Default value is {'per' 'per' 'per'}.
- verbosity –
Controls output to the screen. Possible values:
- 0: suppresses all output
- 1: gives final report only
- 2: plots temperature changes and final report [default]
- nExt – The size of the magnetic cell in number of unit cells, to provide input information to ‘fStat’. Default is from obj.mag_str.N_ext.
- fStat –
Function handle to evaluate after at the end of the cooling scedule during the last nStat Monte-Carlo steps. The function returns a single structure and takes fixed input parameters:
struct = fStat(state, struct, T, E, M, nExt).
The function is called once before the annealing process when state=1 to initialise the parameters. The function is called after every Monte-Carlo steps with state=2 and the output of the previous function call is assigned to the input struct. fStat is called once again in the end with state=3 to calculate final parameters (in the last run, input struct.param contains all the annealing parameters). Default is sw_fstat().
- fSub –
Function to define sublattices for Monte-Carlo speedup, with header:
cGraph = fSub(conn,nExt)
where cGraph is a (1,nMagExt) sized vector, conn is a (2,nConn) size matrix and nExt is equal to ‘nExt’. Default value is sw_fsub().
- subLat – Vector that assigns all magnetic moments into non-interacting sublattices, contains a single index (1,2,3...) for every magnetic moment, size is (1,nMagExt). If undefined, the function defined in ‘fSub’ will be used to partition the lattice.
- title – Gives a title string to the simulation that is saved in the output.
- autoK – Bin length of the autocorrelation vector. Should be a few times smaller than nMC. Default is zero, no autocorrelation function is calculated.

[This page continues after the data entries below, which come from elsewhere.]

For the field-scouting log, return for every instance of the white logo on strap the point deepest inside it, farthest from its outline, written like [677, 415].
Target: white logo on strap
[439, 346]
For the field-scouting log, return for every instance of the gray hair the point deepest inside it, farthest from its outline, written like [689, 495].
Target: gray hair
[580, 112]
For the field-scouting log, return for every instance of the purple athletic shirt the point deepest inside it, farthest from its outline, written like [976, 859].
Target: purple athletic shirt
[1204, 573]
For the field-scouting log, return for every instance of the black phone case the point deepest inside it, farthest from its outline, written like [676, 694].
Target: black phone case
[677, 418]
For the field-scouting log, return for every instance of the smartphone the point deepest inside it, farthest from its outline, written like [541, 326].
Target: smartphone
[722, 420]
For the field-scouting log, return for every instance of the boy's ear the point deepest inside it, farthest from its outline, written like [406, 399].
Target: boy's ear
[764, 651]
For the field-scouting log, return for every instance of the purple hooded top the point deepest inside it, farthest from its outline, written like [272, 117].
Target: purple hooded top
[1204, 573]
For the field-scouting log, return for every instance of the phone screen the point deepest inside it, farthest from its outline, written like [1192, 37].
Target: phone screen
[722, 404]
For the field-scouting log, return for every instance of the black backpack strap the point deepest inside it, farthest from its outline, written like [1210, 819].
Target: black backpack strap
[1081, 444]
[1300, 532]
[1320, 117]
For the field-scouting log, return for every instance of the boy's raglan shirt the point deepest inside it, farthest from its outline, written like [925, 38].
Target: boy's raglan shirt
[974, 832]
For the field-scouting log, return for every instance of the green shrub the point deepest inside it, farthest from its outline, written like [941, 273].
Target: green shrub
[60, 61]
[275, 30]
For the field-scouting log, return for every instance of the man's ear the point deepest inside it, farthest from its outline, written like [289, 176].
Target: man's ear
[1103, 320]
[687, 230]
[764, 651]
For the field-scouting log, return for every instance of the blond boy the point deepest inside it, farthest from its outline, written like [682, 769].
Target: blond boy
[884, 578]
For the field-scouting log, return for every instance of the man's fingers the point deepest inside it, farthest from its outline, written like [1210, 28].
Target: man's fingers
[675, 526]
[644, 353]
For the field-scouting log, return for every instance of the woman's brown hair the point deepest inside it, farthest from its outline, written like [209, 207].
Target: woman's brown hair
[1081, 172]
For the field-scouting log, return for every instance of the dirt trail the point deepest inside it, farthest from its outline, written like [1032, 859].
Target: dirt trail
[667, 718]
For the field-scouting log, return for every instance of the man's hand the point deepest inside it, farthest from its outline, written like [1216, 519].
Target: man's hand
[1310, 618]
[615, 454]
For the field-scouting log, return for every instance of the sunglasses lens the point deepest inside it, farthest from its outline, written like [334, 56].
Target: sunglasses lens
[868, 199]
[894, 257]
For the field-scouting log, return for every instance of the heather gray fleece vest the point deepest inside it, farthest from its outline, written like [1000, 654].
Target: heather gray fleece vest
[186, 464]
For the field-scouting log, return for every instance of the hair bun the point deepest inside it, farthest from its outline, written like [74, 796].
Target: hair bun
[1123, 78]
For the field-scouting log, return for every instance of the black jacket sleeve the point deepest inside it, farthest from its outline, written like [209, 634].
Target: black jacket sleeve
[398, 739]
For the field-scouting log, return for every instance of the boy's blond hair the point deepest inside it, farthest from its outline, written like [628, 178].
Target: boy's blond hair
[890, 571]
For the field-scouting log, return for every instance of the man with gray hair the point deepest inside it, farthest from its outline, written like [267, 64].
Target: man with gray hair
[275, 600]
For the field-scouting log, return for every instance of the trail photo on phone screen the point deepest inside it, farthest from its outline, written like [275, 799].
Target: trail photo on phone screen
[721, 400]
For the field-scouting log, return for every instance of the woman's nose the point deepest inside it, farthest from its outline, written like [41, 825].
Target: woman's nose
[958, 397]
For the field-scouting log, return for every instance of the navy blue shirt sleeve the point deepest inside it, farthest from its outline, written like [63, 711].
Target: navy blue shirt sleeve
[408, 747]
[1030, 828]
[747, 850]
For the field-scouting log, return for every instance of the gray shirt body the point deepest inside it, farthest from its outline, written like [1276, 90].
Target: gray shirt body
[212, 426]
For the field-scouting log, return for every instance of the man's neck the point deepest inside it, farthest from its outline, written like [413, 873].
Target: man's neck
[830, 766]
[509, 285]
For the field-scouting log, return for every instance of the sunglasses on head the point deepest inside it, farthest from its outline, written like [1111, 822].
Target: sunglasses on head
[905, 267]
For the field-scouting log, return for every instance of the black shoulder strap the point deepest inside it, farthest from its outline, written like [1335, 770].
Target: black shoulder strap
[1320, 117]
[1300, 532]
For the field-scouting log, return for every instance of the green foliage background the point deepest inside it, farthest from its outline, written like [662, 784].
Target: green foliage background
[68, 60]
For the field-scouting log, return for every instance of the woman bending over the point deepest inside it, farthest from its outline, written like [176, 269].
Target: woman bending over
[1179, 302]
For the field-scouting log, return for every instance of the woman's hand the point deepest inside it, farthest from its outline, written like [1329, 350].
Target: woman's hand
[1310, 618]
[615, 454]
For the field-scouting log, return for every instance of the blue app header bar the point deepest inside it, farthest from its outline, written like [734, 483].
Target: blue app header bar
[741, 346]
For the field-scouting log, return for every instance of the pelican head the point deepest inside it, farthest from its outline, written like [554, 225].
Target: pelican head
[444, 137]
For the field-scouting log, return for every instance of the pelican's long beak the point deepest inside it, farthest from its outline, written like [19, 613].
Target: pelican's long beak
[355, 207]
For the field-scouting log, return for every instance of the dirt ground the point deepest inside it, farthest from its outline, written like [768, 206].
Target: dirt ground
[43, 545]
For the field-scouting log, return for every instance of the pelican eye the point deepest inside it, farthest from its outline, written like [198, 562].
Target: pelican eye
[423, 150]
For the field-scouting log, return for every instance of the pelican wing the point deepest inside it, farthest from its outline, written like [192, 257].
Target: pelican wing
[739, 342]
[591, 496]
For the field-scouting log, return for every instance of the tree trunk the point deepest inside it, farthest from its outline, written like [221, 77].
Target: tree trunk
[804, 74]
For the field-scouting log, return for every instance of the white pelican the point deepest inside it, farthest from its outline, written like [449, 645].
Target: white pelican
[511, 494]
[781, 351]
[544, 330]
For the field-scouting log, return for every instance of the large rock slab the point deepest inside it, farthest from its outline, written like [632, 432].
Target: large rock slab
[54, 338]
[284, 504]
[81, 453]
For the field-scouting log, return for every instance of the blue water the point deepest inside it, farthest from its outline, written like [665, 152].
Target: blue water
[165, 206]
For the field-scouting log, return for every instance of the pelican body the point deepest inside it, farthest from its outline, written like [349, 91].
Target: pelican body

Returns: stat – Struct that contains the calculated thermodynamical averages and the parameters of the simulation in the following fields:
fields definition param All input parameter values of the anneal function. obj The copy of the input sw class obj with the final magnetic structure. M Components of the magnetisation after the last annealing run, dimensions are [3 nMagExt]. E Magnetic energy of the system after the last annealing run. T Final temperature of the sample. Depending on the ‘fStat’ parameter, additional fields are included. Using the default function (sw_fstat()) the following parameters are calculated:
fields definition avgM Average components of the magnetisation over nStat runs, dimensions are [3 nMagExt]. stdM Standard deviation of the mgnetisation components over nStat runs, dimensions are [3 nMagExt]. avgE Average system energy per spin over nStat runs, scalar. stdE Standard deviation of the system energy per spin over nStat runs, scalar. Cp Heat capacity of the sample: \((\langle E^2\rangle-\langle E\rangle^2)/k_B/T^2\). Chi Magnetic susceptibility of the sample: \((\langle M^2\rangle-\langle M\rangle^2)/k_B/T\). Return type: struct
Example
The following example does annealing on a triangular lattice:
model1 = sw_model('triAF',1); model1.anneal;
References
S. Kirkpatrick, et al., “Optimization by Simulated Annealing”, Science, 220, 671 (1983).